St Stephen is believed to be the first Christian martyr. He was stoned to death sometime around the year 33 AD. According to an Irish legend, he was betrayed by a wren while hiding from his enemies. Another legend tells of Viking raids on Ireland on St Stephen's Day sometime around the year 750 AD. Irish soldiers were approaching a Viking camp to drive out the intruders. However, a wren started eating crumbs from a drum and alerted the Vikings to the presence of the Irish soldiers. Hence, some people felt that wrens betrayed them and should be stoned to death, just as St Stephen was. Boys traditionally hunted a wren and threw stones at it. They tied it to a stick when it was dead and paraded it around the village. They did this to collect money for a dance or party for the whole village. Although the custom of killing wrens on December 26 died out around 1900, St Stephen's Day is still known as the Day of the Wren, particularly in rural areas.
The wren, the wren, the king of all birds, St. Stephen's Day was caught in the furze, Although he was little his honour was great, Jump up me lads and give him a treat.
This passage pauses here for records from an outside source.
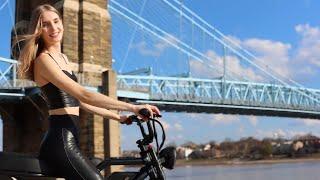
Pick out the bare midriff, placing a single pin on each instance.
(66, 110)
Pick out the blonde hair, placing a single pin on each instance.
(33, 43)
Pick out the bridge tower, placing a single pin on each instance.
(87, 43)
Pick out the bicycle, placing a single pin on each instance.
(152, 159)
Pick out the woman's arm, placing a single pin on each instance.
(50, 71)
(102, 112)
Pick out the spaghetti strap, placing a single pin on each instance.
(54, 60)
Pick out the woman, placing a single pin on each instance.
(42, 61)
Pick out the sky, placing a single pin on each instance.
(284, 34)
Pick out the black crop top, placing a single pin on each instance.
(57, 98)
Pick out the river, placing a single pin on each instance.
(283, 171)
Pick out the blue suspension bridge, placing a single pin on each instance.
(166, 54)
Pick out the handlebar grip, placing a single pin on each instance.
(145, 113)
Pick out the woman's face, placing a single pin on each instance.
(52, 28)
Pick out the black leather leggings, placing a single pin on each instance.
(60, 149)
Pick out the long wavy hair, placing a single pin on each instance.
(33, 43)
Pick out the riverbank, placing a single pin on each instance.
(213, 162)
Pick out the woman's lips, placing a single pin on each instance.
(54, 35)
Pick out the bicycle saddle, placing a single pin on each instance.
(21, 164)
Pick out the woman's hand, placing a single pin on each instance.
(124, 119)
(152, 110)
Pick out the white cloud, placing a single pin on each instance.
(253, 120)
(224, 119)
(310, 122)
(156, 49)
(309, 47)
(214, 68)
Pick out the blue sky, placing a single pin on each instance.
(284, 34)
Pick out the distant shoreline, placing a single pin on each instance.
(208, 162)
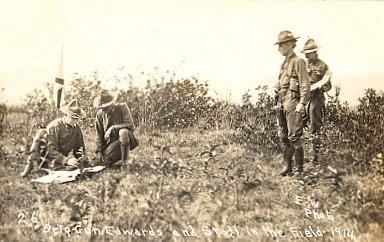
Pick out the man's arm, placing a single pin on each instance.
(79, 149)
(53, 143)
(126, 118)
(304, 85)
(100, 141)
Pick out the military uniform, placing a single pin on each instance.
(292, 90)
(54, 143)
(316, 70)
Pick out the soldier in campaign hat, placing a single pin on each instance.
(51, 146)
(114, 128)
(319, 77)
(292, 94)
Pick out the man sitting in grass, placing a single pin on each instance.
(52, 145)
(114, 128)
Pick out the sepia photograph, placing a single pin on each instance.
(191, 120)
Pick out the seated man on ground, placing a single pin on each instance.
(51, 146)
(114, 128)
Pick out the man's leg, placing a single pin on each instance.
(124, 145)
(286, 146)
(112, 153)
(35, 151)
(316, 115)
(295, 132)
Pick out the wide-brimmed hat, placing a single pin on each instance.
(73, 110)
(104, 99)
(310, 46)
(285, 36)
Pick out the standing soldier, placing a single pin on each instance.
(319, 77)
(292, 97)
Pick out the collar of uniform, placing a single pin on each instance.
(292, 55)
(68, 126)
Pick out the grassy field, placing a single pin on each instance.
(208, 188)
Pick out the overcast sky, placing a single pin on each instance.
(229, 43)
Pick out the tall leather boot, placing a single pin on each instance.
(28, 168)
(299, 159)
(124, 149)
(287, 156)
(315, 148)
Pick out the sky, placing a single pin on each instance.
(230, 43)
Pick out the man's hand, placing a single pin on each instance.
(72, 162)
(99, 157)
(300, 108)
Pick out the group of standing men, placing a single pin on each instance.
(300, 92)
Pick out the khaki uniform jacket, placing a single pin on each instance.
(293, 80)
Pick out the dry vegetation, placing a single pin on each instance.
(218, 182)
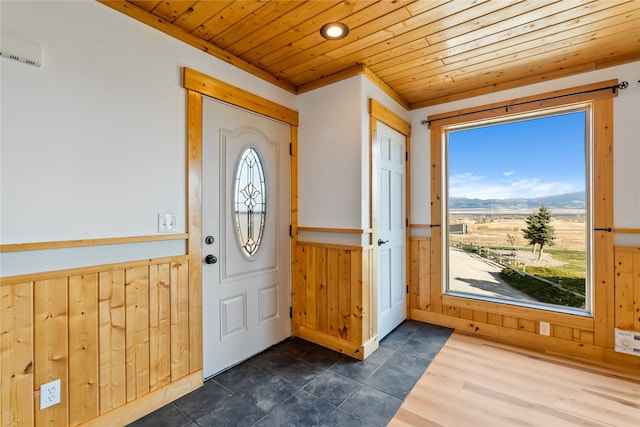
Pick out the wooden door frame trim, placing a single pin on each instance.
(380, 113)
(197, 85)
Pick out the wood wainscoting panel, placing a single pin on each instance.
(114, 335)
(51, 350)
(16, 354)
(332, 303)
(111, 309)
(83, 348)
(627, 293)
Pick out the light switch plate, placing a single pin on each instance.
(545, 328)
(49, 394)
(167, 223)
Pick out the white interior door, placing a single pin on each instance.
(245, 226)
(391, 229)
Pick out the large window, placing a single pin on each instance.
(518, 209)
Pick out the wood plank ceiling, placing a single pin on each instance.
(422, 52)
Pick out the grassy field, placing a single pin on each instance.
(570, 231)
(563, 263)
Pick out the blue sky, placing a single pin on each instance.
(530, 158)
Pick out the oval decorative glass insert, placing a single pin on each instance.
(250, 204)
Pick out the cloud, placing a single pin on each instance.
(478, 187)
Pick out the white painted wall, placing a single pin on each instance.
(93, 142)
(626, 143)
(329, 156)
(333, 156)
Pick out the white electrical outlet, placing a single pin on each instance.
(167, 223)
(49, 394)
(545, 328)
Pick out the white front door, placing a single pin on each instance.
(391, 229)
(245, 228)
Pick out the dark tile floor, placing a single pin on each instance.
(297, 383)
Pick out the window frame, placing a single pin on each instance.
(601, 320)
(588, 188)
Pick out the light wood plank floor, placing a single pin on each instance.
(477, 382)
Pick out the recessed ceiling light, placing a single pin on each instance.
(334, 31)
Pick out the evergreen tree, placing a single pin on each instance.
(539, 230)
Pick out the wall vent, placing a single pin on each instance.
(20, 50)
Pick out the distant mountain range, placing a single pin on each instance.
(559, 201)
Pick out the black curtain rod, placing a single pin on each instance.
(621, 85)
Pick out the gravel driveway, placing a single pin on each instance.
(470, 273)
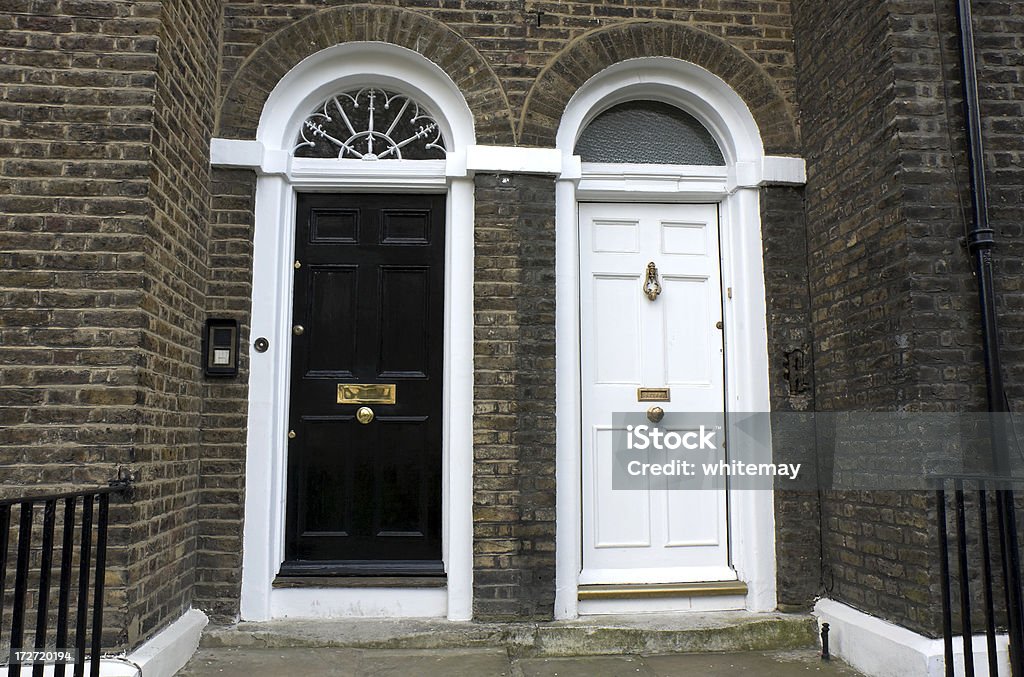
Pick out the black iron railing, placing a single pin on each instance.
(55, 580)
(986, 551)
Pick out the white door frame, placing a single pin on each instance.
(735, 187)
(280, 176)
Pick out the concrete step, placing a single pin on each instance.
(595, 635)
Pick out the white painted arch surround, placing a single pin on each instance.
(725, 115)
(280, 175)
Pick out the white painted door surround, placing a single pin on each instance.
(631, 341)
(734, 188)
(281, 175)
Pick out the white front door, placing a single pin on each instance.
(630, 341)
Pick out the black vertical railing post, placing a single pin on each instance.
(83, 585)
(45, 566)
(5, 531)
(986, 575)
(1011, 578)
(947, 620)
(97, 608)
(20, 584)
(67, 546)
(965, 584)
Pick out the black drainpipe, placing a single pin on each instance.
(980, 242)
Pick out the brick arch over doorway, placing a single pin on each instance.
(592, 52)
(243, 102)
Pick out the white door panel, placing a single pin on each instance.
(630, 341)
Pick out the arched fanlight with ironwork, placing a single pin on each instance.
(370, 124)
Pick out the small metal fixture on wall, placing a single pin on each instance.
(220, 347)
(795, 371)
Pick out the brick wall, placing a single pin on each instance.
(998, 27)
(798, 536)
(77, 87)
(896, 320)
(514, 393)
(221, 466)
(515, 45)
(162, 559)
(876, 555)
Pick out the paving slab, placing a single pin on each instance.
(787, 664)
(310, 662)
(602, 666)
(450, 663)
(252, 663)
(610, 635)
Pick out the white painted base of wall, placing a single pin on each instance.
(662, 605)
(880, 648)
(164, 654)
(358, 602)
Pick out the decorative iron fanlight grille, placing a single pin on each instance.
(370, 124)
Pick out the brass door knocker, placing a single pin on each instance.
(651, 287)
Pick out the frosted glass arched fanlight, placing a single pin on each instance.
(648, 132)
(370, 124)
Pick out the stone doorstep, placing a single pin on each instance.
(594, 635)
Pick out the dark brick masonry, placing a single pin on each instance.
(118, 242)
(514, 421)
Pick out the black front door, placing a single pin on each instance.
(365, 497)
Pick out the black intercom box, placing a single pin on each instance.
(220, 347)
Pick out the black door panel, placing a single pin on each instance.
(365, 499)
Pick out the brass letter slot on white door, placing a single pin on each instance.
(366, 393)
(653, 394)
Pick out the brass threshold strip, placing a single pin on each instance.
(639, 591)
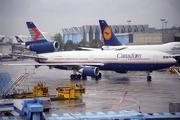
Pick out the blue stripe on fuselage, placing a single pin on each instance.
(135, 67)
(34, 42)
(129, 66)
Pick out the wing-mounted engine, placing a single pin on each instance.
(89, 71)
(43, 47)
(121, 71)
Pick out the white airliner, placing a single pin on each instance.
(88, 63)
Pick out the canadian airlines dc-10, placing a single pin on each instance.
(88, 63)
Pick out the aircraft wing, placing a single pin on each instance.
(30, 56)
(88, 49)
(55, 64)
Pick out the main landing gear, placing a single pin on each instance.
(149, 77)
(84, 77)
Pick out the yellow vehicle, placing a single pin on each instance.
(39, 91)
(71, 91)
(171, 69)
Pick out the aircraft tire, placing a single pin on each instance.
(84, 77)
(72, 77)
(99, 75)
(79, 76)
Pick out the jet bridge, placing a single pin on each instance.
(9, 84)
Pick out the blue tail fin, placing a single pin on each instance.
(19, 40)
(2, 39)
(35, 33)
(109, 37)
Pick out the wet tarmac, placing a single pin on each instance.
(105, 94)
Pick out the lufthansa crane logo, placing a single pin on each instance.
(107, 33)
(18, 39)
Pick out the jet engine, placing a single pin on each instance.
(89, 71)
(121, 71)
(43, 47)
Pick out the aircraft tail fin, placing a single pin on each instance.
(19, 39)
(109, 38)
(35, 33)
(2, 39)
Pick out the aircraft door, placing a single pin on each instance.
(91, 58)
(155, 58)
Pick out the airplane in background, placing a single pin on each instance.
(88, 63)
(112, 43)
(40, 43)
(1, 40)
(19, 40)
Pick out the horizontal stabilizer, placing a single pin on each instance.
(29, 56)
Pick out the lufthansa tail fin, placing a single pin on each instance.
(19, 40)
(109, 37)
(35, 33)
(2, 39)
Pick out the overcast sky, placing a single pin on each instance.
(53, 15)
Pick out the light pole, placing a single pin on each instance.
(129, 28)
(162, 27)
(166, 24)
(129, 25)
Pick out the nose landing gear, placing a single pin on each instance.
(149, 77)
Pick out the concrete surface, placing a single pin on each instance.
(106, 94)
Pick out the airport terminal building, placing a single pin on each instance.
(126, 34)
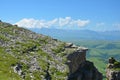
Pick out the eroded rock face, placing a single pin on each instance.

As I was gone to Killenaule, I met the wren upon the wall, I upped with me wattle and knocked him down, and brought him into Carrick town.
Droolin, Droolin, where is your nest? 'Tis in the bush that I love best, It’s in the tree, the holly tree, where all the boys do follow me.
Up with the kettle and down with the pan, And give us a penny to bury the wren.
We followed the wren three miles or more, three miles or more, three miles or more, We followed the wren three miles or more, at six o'clock in the morning.
I have a little box under me arm, under me arm, under me arm, I have a little box under me arm, a penny or tuppence'll do it no harm.
Mrs. Clancy’s a very good woman, a very good woman, a very good woman, Mrs. Clancy’s a very good woman, she gave us a penny to bury the wren.
St Stephen's Day has been a holiday in Ireland for hundreds of years. It became a public holiday following the Bank Holidays Act in 1871.